SAWT BEIRUT INTERNATIONAL

| 30 September 2022, Friday |

La Grande-Bretagne se prépare à payer ses dettes envers l’Iran

La ministre britannique des Affaires étrangères Liz Truss a déclaré qu’elle « espère que la Grande-Bretagne sera bientôt en mesure de payer la dette de 400 millions de livres (542 millions de dollars) due à l’Iran », selon le journal The Guardian, citant un rapport iranien sur un appel téléphonique entre les deux dirigeants Truss et son homologue à Téhéran, Hossein Amir Abdullahian.

Les responsables du gouvernement britannique « exploraient les moyens légaux de payer les dettes historiques de la Grande-Bretagne, mais les sanctions économiques internationales imposées à l’Iran rendaient la tâche difficile », selon le journal.

Le ministère britannique des Affaires étrangères n’a pas partagé l’appel avec les journalistes et les reporters auparavant, mais lorsque le journal l’a contacté pour un commentaire, il a confirmé que l’appel a eu lieu lundi.
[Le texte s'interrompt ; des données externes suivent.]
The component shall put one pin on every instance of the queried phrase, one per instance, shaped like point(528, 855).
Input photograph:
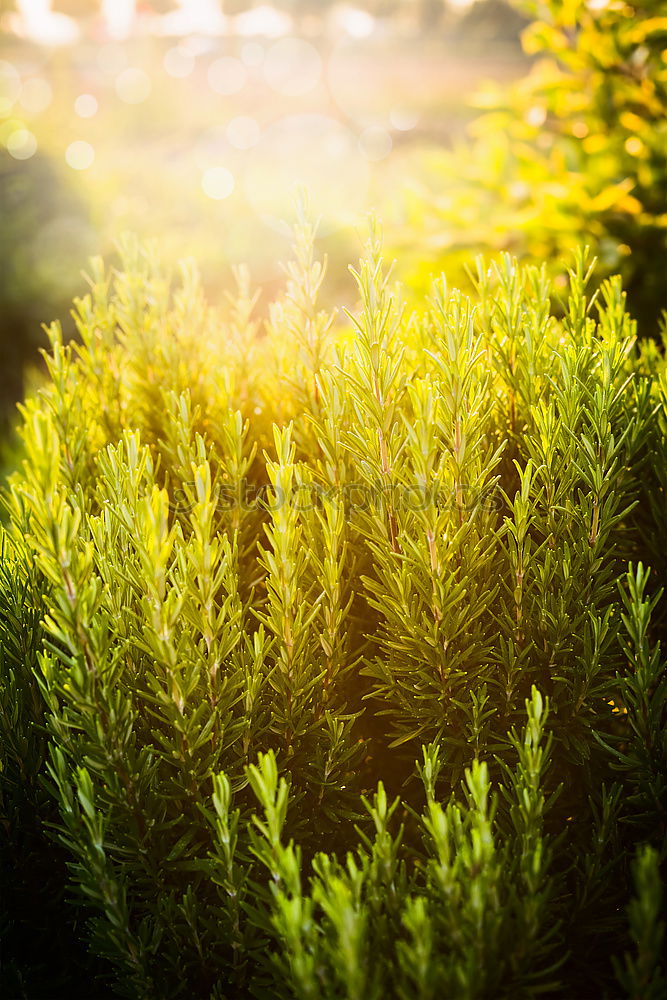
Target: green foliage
point(250, 576)
point(576, 151)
Le ministère des Affaires étrangères a déclaré : « Nous cherchons de toute urgence à explorer les options possibles en vue de résoudre cette question », et a souligné que « le Royaume-Uni s’est toujours engagé à rembourser la dette. »

Alors que les pourparlers sur le dossier nucléaire iranien atteignent leur étape cruciale à Vienne, il semble que Truss souhaite envoyer des « signaux positifs » sur la possibilité de parvenir à un accord entre l’Iran et les grandes puissances, selon le journal.

Les deux pays (l’Iran et la Grande-Bretagne) insistent sur le fait que le dossier de la dette, qui concerne la vente de chars d’assaut au Shah d’Iran au milieu des années 1970, n’est pas lié aux pourparlers de Vienne, ni au sort des trois britanniques à double nationalité détenus dans la prison d’Evin à Téhéran.

Entre 1971 et 1976, le Shah d’Iran, Mohammad Reza Pahlavi, a signé des accords avec la Grande-Bretagne pour l’achat de 1 500 chars et autres véhicules, pour une valeur de 650 millions de livres (881 millions de dollars), selon le journal The Independent.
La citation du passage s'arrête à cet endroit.